Le monde est déjà arrivé au pays, à la ville et au village ! Par conséquent, la vie en autarcie n’est plus possible pour aucun État en survie. On se trouve désormais loin de la dynamique d’internationalisation qui renforçait en quelque sorte les États  encore mois de la célèbre formule du « donner et du recevoir ». Naturellement les règles du jeu économique changent et de nouvelles contraintes s’imposent sur l’élaboration, le financement et la conduite des politiques publiques des États, particulièrement ceux indexés de Pays les Moins Avancés (PMA). Attirer des investissements internationaux devient alors une nécessité et pousse par conséquent beaucoup d’États à se déclarer forfaits tout en entreprenant des politiques et/ou choix qui ne font pas forcément l’unanimité auprès des citoyens conscients et qui demeurent hantés par une phobie de voir les générations futures sacrifiées. L’actuel diktat des Accords de Partenariat Économique (APE) que l’Europe veut imposer, coûte que coûte, aux pays d’Afrique, du Caraïbes et du Pacifiques (ACP), en est un exemple patent. Ainsi, pour tirer leur épingle du jeu en maintenant une existence illusoire dans ce jungle mondialisé, ces États ligotés par la permanente  doctrine impérialiste, s’endettent de façon illogique et incontrôlable, bradent aveuglément leurs ressources naturelles au capital international, privatisent leurs entreprises et établissent des législations fiscales avec des avantages qui profitent largement aux riches transnationales.

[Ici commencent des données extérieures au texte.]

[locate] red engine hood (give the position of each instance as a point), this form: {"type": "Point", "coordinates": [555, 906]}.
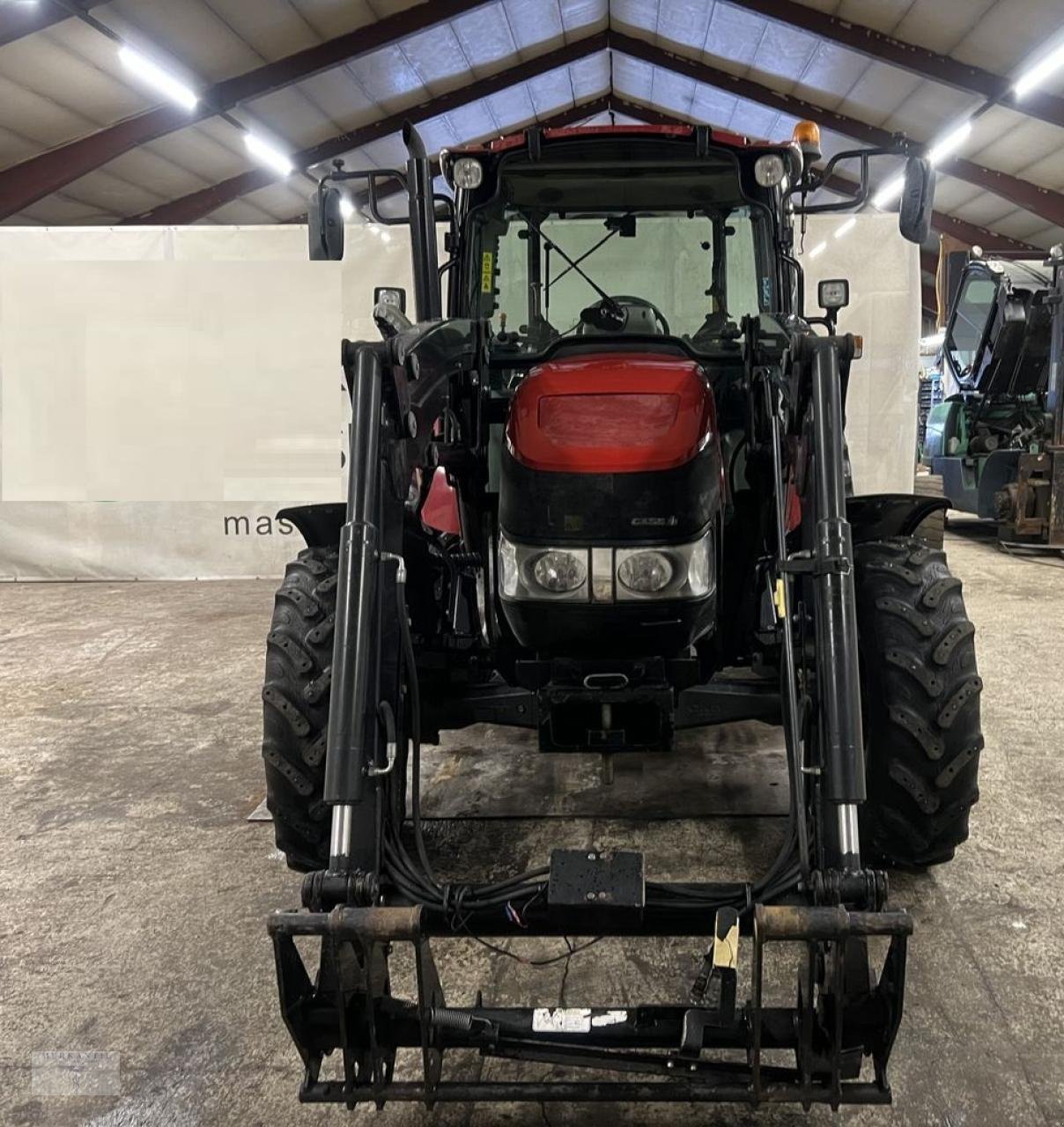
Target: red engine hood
{"type": "Point", "coordinates": [611, 413]}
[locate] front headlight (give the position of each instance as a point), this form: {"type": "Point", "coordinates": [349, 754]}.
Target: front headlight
{"type": "Point", "coordinates": [607, 575]}
{"type": "Point", "coordinates": [645, 572]}
{"type": "Point", "coordinates": [533, 571]}
{"type": "Point", "coordinates": [559, 571]}
{"type": "Point", "coordinates": [669, 571]}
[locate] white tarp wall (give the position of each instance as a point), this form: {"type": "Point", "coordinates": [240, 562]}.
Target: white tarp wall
{"type": "Point", "coordinates": [165, 391]}
{"type": "Point", "coordinates": [883, 273]}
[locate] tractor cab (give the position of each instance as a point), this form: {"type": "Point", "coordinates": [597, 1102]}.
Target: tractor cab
{"type": "Point", "coordinates": [613, 269]}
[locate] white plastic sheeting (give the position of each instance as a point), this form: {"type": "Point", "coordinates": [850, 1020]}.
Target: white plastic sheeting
{"type": "Point", "coordinates": [883, 273]}
{"type": "Point", "coordinates": [164, 393]}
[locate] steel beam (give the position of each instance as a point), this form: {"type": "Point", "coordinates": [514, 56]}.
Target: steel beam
{"type": "Point", "coordinates": [19, 19]}
{"type": "Point", "coordinates": [917, 60]}
{"type": "Point", "coordinates": [33, 180]}
{"type": "Point", "coordinates": [194, 206]}
{"type": "Point", "coordinates": [968, 233]}
{"type": "Point", "coordinates": [1042, 202]}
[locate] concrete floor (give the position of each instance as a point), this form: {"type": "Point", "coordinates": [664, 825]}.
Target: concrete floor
{"type": "Point", "coordinates": [134, 890]}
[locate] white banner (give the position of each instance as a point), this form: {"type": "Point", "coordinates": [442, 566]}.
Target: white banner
{"type": "Point", "coordinates": [165, 391]}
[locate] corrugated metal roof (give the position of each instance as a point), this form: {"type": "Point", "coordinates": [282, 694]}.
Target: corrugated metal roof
{"type": "Point", "coordinates": [65, 83]}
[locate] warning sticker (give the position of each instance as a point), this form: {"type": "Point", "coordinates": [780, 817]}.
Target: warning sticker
{"type": "Point", "coordinates": [561, 1021]}
{"type": "Point", "coordinates": [610, 1018]}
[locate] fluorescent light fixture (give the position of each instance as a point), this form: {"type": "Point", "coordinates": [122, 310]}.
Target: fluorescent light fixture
{"type": "Point", "coordinates": [846, 228]}
{"type": "Point", "coordinates": [154, 76]}
{"type": "Point", "coordinates": [1039, 72]}
{"type": "Point", "coordinates": [890, 192]}
{"type": "Point", "coordinates": [269, 155]}
{"type": "Point", "coordinates": [950, 144]}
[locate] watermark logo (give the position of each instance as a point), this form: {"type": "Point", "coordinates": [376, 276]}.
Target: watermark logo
{"type": "Point", "coordinates": [72, 1072]}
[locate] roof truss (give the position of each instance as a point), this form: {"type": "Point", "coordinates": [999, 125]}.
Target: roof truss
{"type": "Point", "coordinates": [33, 180]}
{"type": "Point", "coordinates": [927, 64]}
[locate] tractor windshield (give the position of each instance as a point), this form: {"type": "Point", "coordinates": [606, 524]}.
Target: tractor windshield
{"type": "Point", "coordinates": [635, 252]}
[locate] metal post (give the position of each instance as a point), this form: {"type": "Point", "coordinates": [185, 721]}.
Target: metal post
{"type": "Point", "coordinates": [835, 606]}
{"type": "Point", "coordinates": [423, 226]}
{"type": "Point", "coordinates": [353, 657]}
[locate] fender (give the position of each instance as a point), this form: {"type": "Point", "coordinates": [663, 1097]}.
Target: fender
{"type": "Point", "coordinates": [877, 516]}
{"type": "Point", "coordinates": [319, 524]}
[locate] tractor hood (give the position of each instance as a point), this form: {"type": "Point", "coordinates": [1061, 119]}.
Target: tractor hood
{"type": "Point", "coordinates": [611, 413]}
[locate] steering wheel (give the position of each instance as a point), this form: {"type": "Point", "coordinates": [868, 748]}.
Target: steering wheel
{"type": "Point", "coordinates": [627, 298]}
{"type": "Point", "coordinates": [588, 316]}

Par ailleurs, loin de sonner la disparition de l’État, la mondialisation reformule, plutôt sa place et son rôle dans ses intentions de positionnement et d’interaction tant au niveau national que sur la scène mondiale.  Ainsi, l’État demeure un acteur fondamental du système international et tente péniblement de s’adapter aux changements induits par la mondialisation et en arrive à transférer de façon plus volontaire que subie une partie de sa souveraineté pour la défense de ses intérêts économiques ou politiques. Quoiqu’il en soit, il est certain selon Côté que : «l’État-nation demeurera essentiel comme moyen de permettre aux citoyens de se préserver des dérives, des abus des marchés mondialisés, de maintenir leur identité culturelle et de réaliser les choix de société qu’ils souhaitent se donner». Or, on dirait que ce professeur à l’École Nationale d’Administration Publique n’a pas entendu l’homme d’État français Edgar Faure qui affirmait que : « ce n’est pas la girouette qui tourne, c’est le vent»!  

Pour clore, ces murmures de politologie du moment, retenons avec Jonathan Siboni que « la mondialisation met donc à l’épreuve les États, les oblige à transiger sur leurs fondements (territoire, souveraineté) pour survivre en son sein. Mais elle les récompense à la hauteur du défi qu’elle leur lance, leur donne enfin l’opportunité d’entrer dans une phase de développement économique où les interdépendances prendraient la place des rivalités, à mesure qu’elles prendraient celle des souverainetés. C’est pourquoi le jeu des États dans la mondialisation est beaucoup plus volontaire que forcé, et révélateur de l’évolution des facteurs de puissance, qui veulent désormais que tout État cherche à gagner en influence et à mieux maitriser les flux, atouts au cœur du soft power (puissance douce ou capacité d’influence et de persuasion d’un État) développé par Joseph Nye. La mondialisation n’entraine donc surement pas la fin des États, elle accélère simplement leur évolution».

Mal nécessaire ou bienfait, la réflexion sur le phénomène mondialisation continue de diviser les spécialistes comme les profanes. Quoi qu’il en soit, pour faire partie des conquérants, nous pensons avec conviction que les « petits pays », d’où qu’ils puissent se situer sur la carte du monde, si nombreux et encore ligotés par les chaines du néocolonialisme,  doivent continuer ou commencer  par faire la conquête d’eux-mêmes. Car pour bâtir haut, il faut creuser profond!

Pathé Gueye

Montréal, le  27 mai 2016

2 Commentaires

  1. Face à l’inévitable,il faut s’organiser( selon votre belle formule)faire la conquête de nous- mêmes).et avec détermination et compétence passer au travers.